Peer Review at Family Medicine and Community Health (FMCH)
Family Medicine and Community Health (FMCH) subjects all submitted research articles to the highest standards of international peer review:
At least two suitably qualified experts review each research article.
- The journals’ Editor-in-Chief makes all publication decisions based on the reviews provided
- The international Editorial Board Members assist the Editor-in-Chief in decision making on specific submissions
- The international Editorial Board Members lend insight, advice and guidance to the Editor-in-Chief
- Administrative support for the review process is provided by the Managing Editors and Editorial Assistants. They uphold the integrity of peer review while delivering rapid turnaround and maximum efficiency to all stakeholders including authors, reviewers and editors alike.
- Family Medicine and Community Health (FMCH) uses the ScholarOne Thomson Reuter Manuscript tracking system to support its peer review process. This System has a long, successful track record with major journals and publishers globally.
Family Medicine and Community Health (FMCH) is a committed member of the Committee on Publication Ethics (COPE, http://publicationethics.org/). FMCH subscribers fully to the COPE code of conduct and best practice for journal editors ensuring that our editors are accountable for everything published in our journal. Our readers will always be informed about how the research is funded and our relationships with authors, reviewers and editorial board members will be influenced by COPE recommendations.
Reviewers primarily evaluate the originality, validity and importance of the manuscripts, and provide detailed and evidence-based (with references) comments to help editors to make publication decisions (accept, revise or reject) and authors to make improvements.
The following points are considered during the review process.
1. Is the manuscript suitable for Family Medicine and Community Health (FMCH), original and important?
The topic should be within the scope of the journal and should be of interest to the readers.

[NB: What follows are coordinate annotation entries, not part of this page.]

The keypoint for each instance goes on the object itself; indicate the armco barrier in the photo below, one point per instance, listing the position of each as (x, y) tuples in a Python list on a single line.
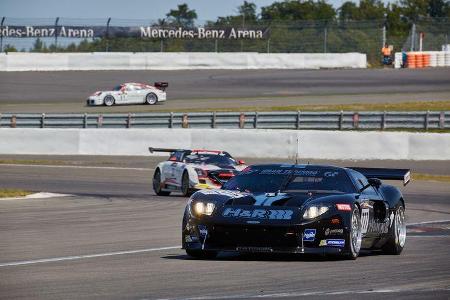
[(262, 143), (177, 61), (421, 120)]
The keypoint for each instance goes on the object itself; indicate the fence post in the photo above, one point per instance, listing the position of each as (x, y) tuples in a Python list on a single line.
[(441, 120), (129, 120), (107, 34), (56, 33), (100, 121), (413, 36), (85, 120), (383, 121), (356, 120), (185, 121), (43, 120), (1, 35), (242, 120)]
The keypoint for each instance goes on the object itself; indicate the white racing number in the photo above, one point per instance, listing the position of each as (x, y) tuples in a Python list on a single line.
[(364, 220)]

Reviewers also need to judge the originality and importance of the manuscript.
2. Is the study design appropriate and complete?
Any issues arising with regard to inclusion and exclusion criteria, blinding, sampling, interventions, baseline, end points, and follow-up should be pointed out and commented on. Reviewers should also assess if the details are sufficient for the authors’ counterparts to replicate the study.
3. Are the results and conclusions well-supported?
Reviewers should highlight if the data are incomplete, insufficient, or if there are errors, because the data may fail to lead to the results and thus the conclusions.
4. Are there any problems regarding statistics?
The statistics reviewer needs to make sure there are no flaws or errors regarding statistical methods and analyses.
5. Are there any ethical issues to be dealt with?
The authors should provide an ethical approval from an appropriate ethical committee and informed consent from the subjects for any studies involving humans. Reviewers should question any disclosure of conflicts of interest that is unreasonably absent.
Reviewers should respect and observe the confidentiality of the manuscript.